De son côté, l’actrice Marion Cortillard a fustigé le gouvernement après la dissolution.

La dérive sécuritaire de ce gouvernement, couplée à son incapacité à nous protéger des conséquences du changement climatique, est effrayante. Mais ces intimidations n’arriveront pas à nous faire taire. Aujourd’hui, dans notre pays, la liberté est en danger.

Rappellons que l’actrice a mis sur pied, avec Magali Payen et Cyril Dion, un studio de production dont l’un des premiers projets est une mini-série romancée sur la vie et l’œuvre de Françoise.

***

Dans LObs, Geneviève Pruvost nous parle de Mara Mies, l’une des figures de proue de l’écoféministe en Allemagne, qui nous a quittés le mois dernier.

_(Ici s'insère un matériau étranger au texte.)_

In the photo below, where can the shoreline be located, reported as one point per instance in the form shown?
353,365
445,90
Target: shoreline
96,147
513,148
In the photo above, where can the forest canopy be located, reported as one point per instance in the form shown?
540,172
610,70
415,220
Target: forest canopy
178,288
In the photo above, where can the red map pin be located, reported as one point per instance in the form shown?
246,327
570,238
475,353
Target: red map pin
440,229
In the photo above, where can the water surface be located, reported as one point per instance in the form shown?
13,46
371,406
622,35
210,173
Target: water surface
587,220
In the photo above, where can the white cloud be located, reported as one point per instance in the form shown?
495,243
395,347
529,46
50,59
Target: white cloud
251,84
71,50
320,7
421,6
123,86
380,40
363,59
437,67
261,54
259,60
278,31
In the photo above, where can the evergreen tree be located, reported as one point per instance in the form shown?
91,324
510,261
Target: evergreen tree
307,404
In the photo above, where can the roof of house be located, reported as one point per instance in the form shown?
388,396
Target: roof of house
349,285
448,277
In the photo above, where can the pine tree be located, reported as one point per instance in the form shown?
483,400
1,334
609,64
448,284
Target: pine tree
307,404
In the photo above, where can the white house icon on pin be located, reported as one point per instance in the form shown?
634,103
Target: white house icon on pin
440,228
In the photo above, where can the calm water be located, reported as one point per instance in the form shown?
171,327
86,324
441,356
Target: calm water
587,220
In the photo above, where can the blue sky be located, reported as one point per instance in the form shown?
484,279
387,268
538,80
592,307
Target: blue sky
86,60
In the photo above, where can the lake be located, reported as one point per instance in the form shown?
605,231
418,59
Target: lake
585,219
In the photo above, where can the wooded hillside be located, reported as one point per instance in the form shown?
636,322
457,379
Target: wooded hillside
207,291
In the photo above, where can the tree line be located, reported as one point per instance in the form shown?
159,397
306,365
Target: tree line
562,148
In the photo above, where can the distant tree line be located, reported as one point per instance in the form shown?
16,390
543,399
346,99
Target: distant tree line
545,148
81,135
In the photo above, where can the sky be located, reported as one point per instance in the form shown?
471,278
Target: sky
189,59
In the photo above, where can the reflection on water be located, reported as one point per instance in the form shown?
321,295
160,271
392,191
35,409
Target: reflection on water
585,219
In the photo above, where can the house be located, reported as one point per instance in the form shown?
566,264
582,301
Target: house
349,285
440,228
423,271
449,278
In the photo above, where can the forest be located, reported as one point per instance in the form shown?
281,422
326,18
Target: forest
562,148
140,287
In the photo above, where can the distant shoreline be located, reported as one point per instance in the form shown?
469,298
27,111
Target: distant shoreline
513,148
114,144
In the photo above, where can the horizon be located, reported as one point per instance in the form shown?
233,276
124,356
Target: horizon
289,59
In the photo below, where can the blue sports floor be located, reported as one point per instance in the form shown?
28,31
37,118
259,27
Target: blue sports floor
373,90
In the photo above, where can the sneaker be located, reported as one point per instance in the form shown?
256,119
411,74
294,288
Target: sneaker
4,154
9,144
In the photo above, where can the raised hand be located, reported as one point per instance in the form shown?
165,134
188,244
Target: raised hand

Elle a cofondé à la fin des années 1970 le féminisme de la subsistance – un courant féministe majeur en Allemagne. Quand Françoise d’Eaubonne, écrivaine féministe antinucléaire, invente l’écoféminisme en France dans les années 1970, elle ignore ses homologues allemandes (et réciproquement) et trace une voix originale sur le plan militant : elle quitte le parti communiste, milite au MLF et pose une bombe dans le chantier de la centrale de Fessenheim qui retarde d’un an les travaux.

Journées du Matrimoine 2023

Journées du Matrimoine 2023

Nous y reviendrons d’ici-là, mais nous vous invitons d’ores et déjà à noter quelques dates dans vos agendas.

Paris

Dans le cadre des Journées du Matrimoine, le documentaire de la réalisatrice Manon Aubel Françoise d’Eaubonne, une épopée écoféministe sera projeté dans la salle Monique Wittig de la Maison des Pratiques Artistiques Amateurs (MPAA), 100, rue Didot, Paris 14, le samedi 16 septembre à 11 H et le dimanche 17 à 16 H, en présence de la réalisatrice, de Vincent d’Eaubonne, de Caroline Goldblum et de ma pomme. Chaque séquence sera suivie d’un débat.

De plus, une soirée de présentation des Journées du Matrimoine 2023 se tiendra à l’Espace des Femmes–Antoinette Fouque (35, rue Jacob, Paris 6), le mardi 5 septembre à 19 H.

Toulouse

Les Tenaces – Collective de femmes de rue et cirques (pédagogues, artistes, autrices, metteuses en scène, chercheuses…) – célèbrent leur matrimoine depuis 2021. « Dans les parcs, cours et rues de Toulouse, elles mettent en lumière des toulousaines invisibilisées. » Pour les Journées 2023, elles s’empareront « des parcours de vie de l’écoféministe Françoise d’Eaubonne à la militante féministe Alice Coffin. » Rendez-vous les 16 et 17 septembre, de 14 H à 19 H, à la station de métro Bellefontaine.